The South American attackers did prove more prolific during the latter part of the tournament, with 12 goals in the quarter-finals and semi-finals during the Euros as compared to 17 in Copa.
However, South America’s famous number nines failed to ignite the tournament this time around. The highest profile ones such as Radamel Falcao, Edinson Cavani and Gonzalo Higuain all had disappointingly underwhelming tournaments by their usual high standards. Instead it was the high profile number tens such as Lionel Messi that shone more in the tournament. The same was the case during the World Cup, where Colombian number ten James Rodriguez won the golden boot and Messi the golden ball.

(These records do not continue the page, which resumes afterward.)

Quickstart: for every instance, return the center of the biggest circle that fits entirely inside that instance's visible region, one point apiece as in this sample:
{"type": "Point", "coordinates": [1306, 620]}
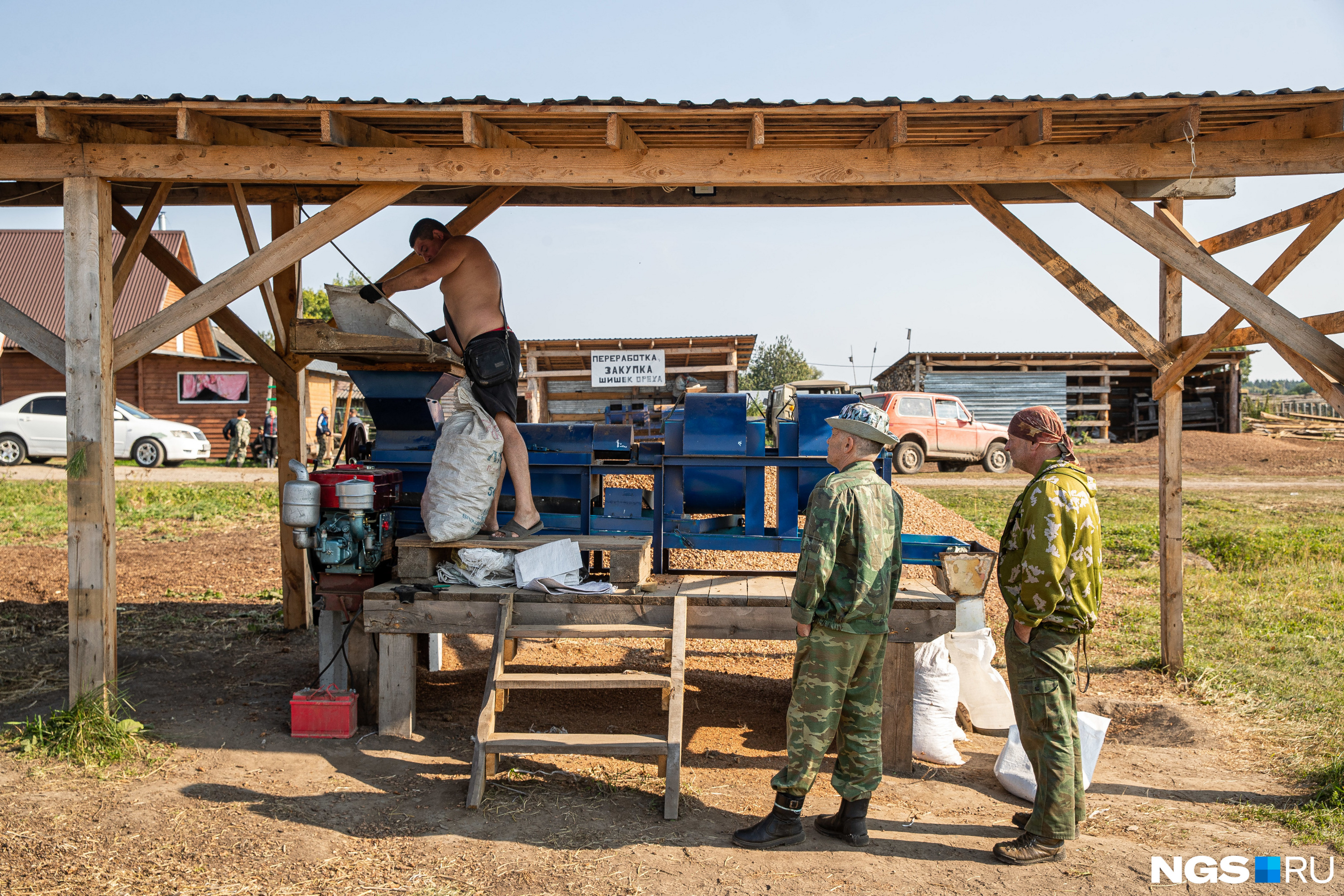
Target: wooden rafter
{"type": "Point", "coordinates": [906, 164]}
{"type": "Point", "coordinates": [1318, 121]}
{"type": "Point", "coordinates": [1034, 129]}
{"type": "Point", "coordinates": [206, 131]}
{"type": "Point", "coordinates": [1257, 230]}
{"type": "Point", "coordinates": [183, 279]}
{"type": "Point", "coordinates": [249, 273]}
{"type": "Point", "coordinates": [486, 135]}
{"type": "Point", "coordinates": [1069, 276]}
{"type": "Point", "coordinates": [1198, 266]}
{"type": "Point", "coordinates": [35, 339]}
{"type": "Point", "coordinates": [620, 136]}
{"type": "Point", "coordinates": [1179, 124]}
{"type": "Point", "coordinates": [135, 242]}
{"type": "Point", "coordinates": [890, 135]}
{"type": "Point", "coordinates": [72, 128]}
{"type": "Point", "coordinates": [343, 131]}
{"type": "Point", "coordinates": [1322, 225]}
{"type": "Point", "coordinates": [253, 245]}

South America’s monopoly, it seems, lies not only with the best number nines but also with the number tens.
Europe’s best South Americans fail to ignite Copa
A look around the biggest clubs in Europe will show a great number of the biggest clubs being led by South American talent. Arsenal have Alexis Sanchez, Manchester United have Angel di Maria and Falcao, Chelsea have Willian, Oscar and Diego Costa (who decided to play for Spain instead of Brazil), Juventus have Carlos Tevez, Real Madrid have Rodriguez, PSG have Cavani, and of course European champions Barcelona are led by their famous MSN trio of Messi, Luis Suarez and Neymar.

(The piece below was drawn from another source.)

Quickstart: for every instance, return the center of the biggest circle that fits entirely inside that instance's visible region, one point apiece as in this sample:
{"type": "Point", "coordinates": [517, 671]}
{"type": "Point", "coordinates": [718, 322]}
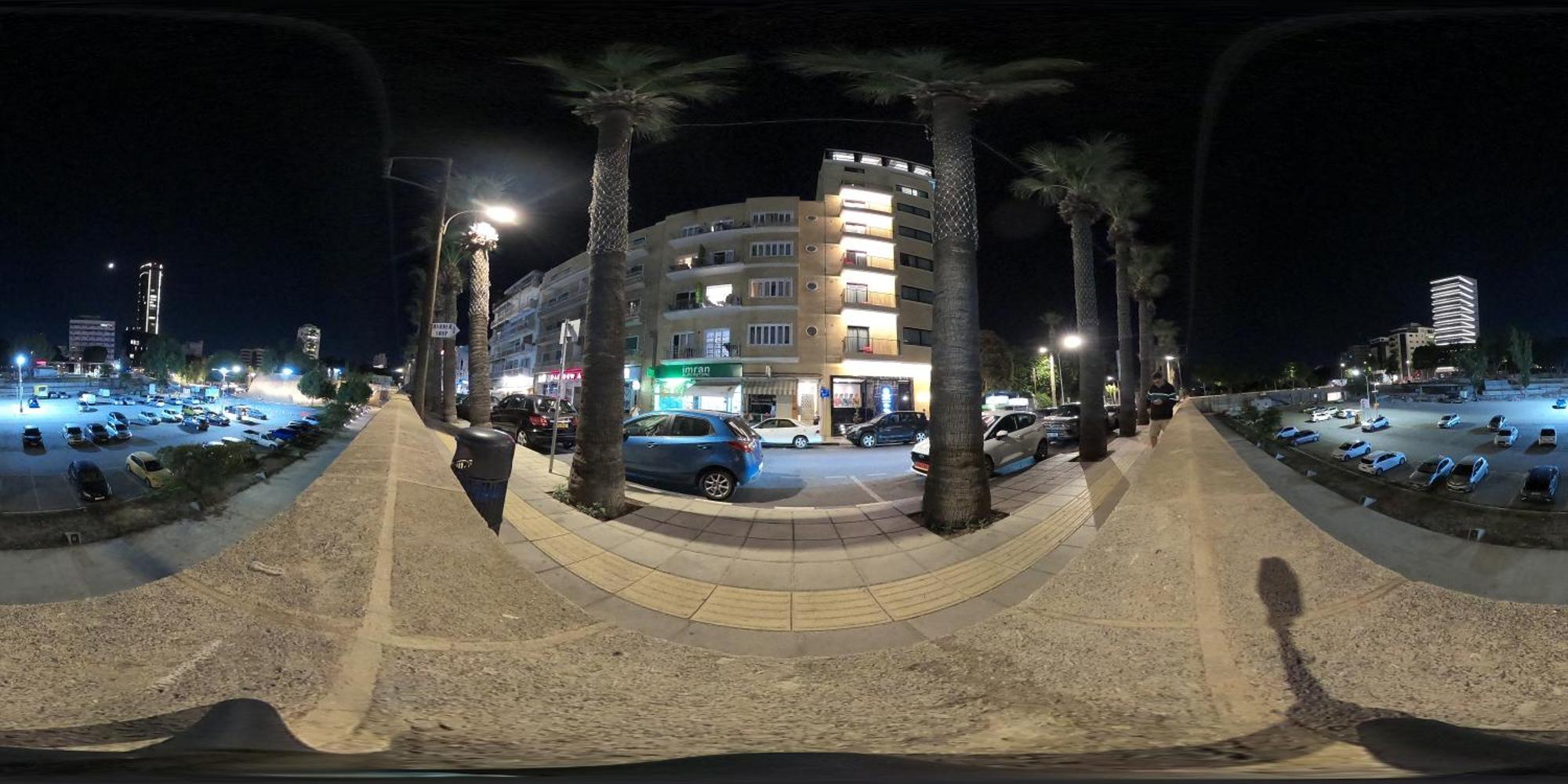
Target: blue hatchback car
{"type": "Point", "coordinates": [711, 449]}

However, few of these big names lived up the expectations levied on them when the tournament kicked off in Chile. Messi was the standout player of the lot, winning the man of the match award thrice and providing the most assists in the tournament. However, considering he just scored 53 goals in 51 games for Barcelona, his return of one goal in six games — that too from the spot — was surely less than what Tata Martino would have been counting on.
The other two members of the famous MSN were serving suspensions — Suarez didn’t feature in the entire tournament for his bite on Giorgio Chiellini in the World Cup, while Neymar was sent off against Colombia and slapped with a ban that ended his tournament — ending Brazil’s hope along with that.
Former Juventus star Tevez came on as a substitute twice but did little, and Cavani and Falcao seemed like shadows of their once deadly selves.
Sanchez set the Premier League alight for Arsenal but moments of brilliance like his stunner in the FA Cup were sorely missing for Chile until his outrageous winning panenka penalty which won Chile the tournament.
Others step up to the plate
But when Copa’s main lineup of stars failed to shine, a collective display picked up the slack. That’s Copa America for you.
Paulo Guerrero and Eduardo Vargas top-scored with four goals in this edition. Neither of the two have had stellar club careers but both perform superbly when donning on the Peru and Chile shirt.
Argentina’s Higuain, Paraguay’s Lucas Barrios, Ecuador’s Miller Bolanos and Bolivia’s Marcelo Moreno were all chipped in with two goals but only the Napoli forward can claim to be a household name.
And so while the Copa failed to showcase the best players South America has to offer, it certainly managed to highlight the strength in attacking depth that the continent has, with even relatively unknown players shining for their sides. Europe, perhaps, can take a page out of their book.
Published in The Express Tribune, July 6th, 2015.